Ignore any codex mcp login suggestion Codex prints for the hq server. That
command is for OAuth-based MCP servers only. The hq server uses a static bearer
token, and Codex prompting you to run codex mcp login here is a known upstream bug
(openai/codex#26760). Fix the
environment variable instead, do not attempt to log in.

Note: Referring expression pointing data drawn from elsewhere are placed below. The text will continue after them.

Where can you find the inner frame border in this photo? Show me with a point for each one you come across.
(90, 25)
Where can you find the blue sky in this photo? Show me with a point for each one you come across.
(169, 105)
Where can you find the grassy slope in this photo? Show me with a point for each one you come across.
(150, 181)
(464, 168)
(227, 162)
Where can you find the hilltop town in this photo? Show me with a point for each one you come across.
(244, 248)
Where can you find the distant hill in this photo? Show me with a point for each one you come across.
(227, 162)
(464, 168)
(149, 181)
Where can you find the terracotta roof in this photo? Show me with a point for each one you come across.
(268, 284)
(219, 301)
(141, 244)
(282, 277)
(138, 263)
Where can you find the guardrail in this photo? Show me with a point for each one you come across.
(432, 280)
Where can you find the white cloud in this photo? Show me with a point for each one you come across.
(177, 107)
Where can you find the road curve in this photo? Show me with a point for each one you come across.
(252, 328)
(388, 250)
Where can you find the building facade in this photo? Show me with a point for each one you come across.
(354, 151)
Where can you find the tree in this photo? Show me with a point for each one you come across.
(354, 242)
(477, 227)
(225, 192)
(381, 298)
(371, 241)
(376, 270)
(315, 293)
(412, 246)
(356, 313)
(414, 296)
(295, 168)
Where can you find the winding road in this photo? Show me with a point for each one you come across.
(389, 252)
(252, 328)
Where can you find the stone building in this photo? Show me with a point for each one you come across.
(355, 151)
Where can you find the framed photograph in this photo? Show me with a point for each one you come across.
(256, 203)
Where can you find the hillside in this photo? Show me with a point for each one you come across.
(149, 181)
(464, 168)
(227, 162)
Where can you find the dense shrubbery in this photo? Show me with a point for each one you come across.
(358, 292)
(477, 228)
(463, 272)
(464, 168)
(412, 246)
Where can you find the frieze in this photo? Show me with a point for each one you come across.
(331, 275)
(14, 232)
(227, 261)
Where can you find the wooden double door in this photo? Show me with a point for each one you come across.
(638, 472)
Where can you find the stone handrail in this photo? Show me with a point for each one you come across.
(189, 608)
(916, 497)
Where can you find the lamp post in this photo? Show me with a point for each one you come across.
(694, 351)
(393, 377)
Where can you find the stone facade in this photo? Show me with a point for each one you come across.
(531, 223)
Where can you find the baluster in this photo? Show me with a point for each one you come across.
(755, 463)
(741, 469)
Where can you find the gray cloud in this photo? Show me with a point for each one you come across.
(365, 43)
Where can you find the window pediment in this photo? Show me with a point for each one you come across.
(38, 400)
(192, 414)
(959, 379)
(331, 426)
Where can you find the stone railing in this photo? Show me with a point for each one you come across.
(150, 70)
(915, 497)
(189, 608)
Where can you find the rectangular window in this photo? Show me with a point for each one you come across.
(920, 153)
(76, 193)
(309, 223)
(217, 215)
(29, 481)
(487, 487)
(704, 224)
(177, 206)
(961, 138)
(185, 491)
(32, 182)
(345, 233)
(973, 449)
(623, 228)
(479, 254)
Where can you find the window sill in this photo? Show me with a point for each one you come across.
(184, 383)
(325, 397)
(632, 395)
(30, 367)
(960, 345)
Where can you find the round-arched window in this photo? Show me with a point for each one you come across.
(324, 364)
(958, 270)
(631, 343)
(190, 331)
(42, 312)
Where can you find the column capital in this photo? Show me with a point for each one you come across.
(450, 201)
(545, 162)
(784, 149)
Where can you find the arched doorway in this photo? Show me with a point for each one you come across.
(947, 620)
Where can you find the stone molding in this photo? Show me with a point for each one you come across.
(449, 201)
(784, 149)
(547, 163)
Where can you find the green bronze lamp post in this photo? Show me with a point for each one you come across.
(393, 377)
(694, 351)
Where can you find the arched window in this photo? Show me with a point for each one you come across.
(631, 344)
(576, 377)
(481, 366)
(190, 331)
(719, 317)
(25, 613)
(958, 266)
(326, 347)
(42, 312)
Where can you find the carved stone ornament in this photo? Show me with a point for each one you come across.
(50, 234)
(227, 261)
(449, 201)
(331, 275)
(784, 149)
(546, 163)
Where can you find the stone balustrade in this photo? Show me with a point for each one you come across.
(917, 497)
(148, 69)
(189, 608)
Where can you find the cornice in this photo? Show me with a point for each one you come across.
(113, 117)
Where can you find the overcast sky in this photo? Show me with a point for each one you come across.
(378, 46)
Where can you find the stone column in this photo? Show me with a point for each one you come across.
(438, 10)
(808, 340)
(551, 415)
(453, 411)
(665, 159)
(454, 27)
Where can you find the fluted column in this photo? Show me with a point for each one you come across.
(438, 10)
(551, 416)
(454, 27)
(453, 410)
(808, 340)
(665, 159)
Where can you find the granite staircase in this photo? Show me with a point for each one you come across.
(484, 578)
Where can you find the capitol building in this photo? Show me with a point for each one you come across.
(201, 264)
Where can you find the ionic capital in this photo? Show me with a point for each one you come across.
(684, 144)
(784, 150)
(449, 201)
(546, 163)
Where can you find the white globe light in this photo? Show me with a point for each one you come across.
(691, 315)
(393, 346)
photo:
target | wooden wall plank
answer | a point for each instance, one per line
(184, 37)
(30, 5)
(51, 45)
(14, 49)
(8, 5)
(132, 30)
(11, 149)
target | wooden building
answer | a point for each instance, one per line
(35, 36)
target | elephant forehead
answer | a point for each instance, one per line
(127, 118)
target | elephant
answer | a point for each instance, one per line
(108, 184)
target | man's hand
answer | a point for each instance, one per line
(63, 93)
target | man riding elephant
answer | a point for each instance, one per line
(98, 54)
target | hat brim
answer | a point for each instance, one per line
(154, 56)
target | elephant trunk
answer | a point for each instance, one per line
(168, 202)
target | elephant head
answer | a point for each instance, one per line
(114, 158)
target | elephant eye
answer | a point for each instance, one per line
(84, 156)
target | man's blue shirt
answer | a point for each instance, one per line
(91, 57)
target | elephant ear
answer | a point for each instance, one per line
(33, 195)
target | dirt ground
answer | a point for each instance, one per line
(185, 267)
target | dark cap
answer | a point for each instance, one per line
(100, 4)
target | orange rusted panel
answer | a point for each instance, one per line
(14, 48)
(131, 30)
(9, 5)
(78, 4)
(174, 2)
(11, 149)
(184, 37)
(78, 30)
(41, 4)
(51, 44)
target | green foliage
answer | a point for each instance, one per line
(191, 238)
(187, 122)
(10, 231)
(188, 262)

Connected but zero tools, or the probe fails
Some HTTP MCP servers hit a known Codex issue where codex mcp list shows the hq
server registered, but no tools ever show up in a session
(openai/codex#11284). If you hit
this, fall back to a stdio bridge instead of fighting the native HTTP transport. Keep
the token out of config.toml entirely by passing it through an environment variable
inside a small wrapper script:
cat > hq-mcp-bridge.sh <<'SH'
#!/usr/bin/env sh
exec npx -y supergateway --streamableHttp "<your MCP URL>" --oauth2Bearer "$<NAME>_HQ_API_KEY"
SH
chmod +x hq-mcp-bridge.sh
codex mcp remove hq
codex mcp add hq -- /absolute/path/hq-mcp-bridge.sh
Replace <your MCP URL> with the URL from codex/config-snippet.toml and
<NAME>_HQ_API_KEY with your employee's actual key variable name. The wrapper still
reads the token from your environment at launch time, so it never lands in plaintext
in Codex's config. Keep in mind that while the bridge is running, the resolved token
is visible in the local process list (ps, or Task Manager on Windows) to other users
of the same machine, so use a single-user account if you are on a shared host.
MCP tool calls get cancelled in headless runs
In headless mode (no interactive approver attached), Codex can auto-cancel MCP tool
calls rather than run them, which shows up as tools being listed correctly but the
probe's run_heartbeat call failing or never completing
(openai/codex#16685). Check your
approval configuration (for example --ask-for-approval and your sandbox settings)
and make sure cron/scheduled invocations are not left waiting on an approval that
nobody is there to grant.
Run Codex from the workspace directory
Codex's skills discovery only checks the current working directory when the folder is not a git repository, which the bundle's workspace is not. Always start Codex from inside the extracted bundle:
cd ~/<your-employee-folder>
codex
Running it from anywhere else means .agents/skills/ is invisible and the employee
loses its module playbooks.
Renaming your employee requires a bundle re-download
The API key's environment variable name and the MCP URL slug are both derived from the employee's name at the moment you generate the bundle. Renaming the employee in HQ afterward does not update files already on disk, download a fresh bundle and re-run install rather than hand-editing the old one.
Switching runtimes
If you are moving this employee off Codex onto a different runtime:
- Stop the Slack runner if it is running.
- Remove the MCP registration:
codex mcp remove hq. - Remove the trust entry for the workspace directory from
~/.codex/config.toml. - Switch the runtime in HQ's wizard and download the new bundle.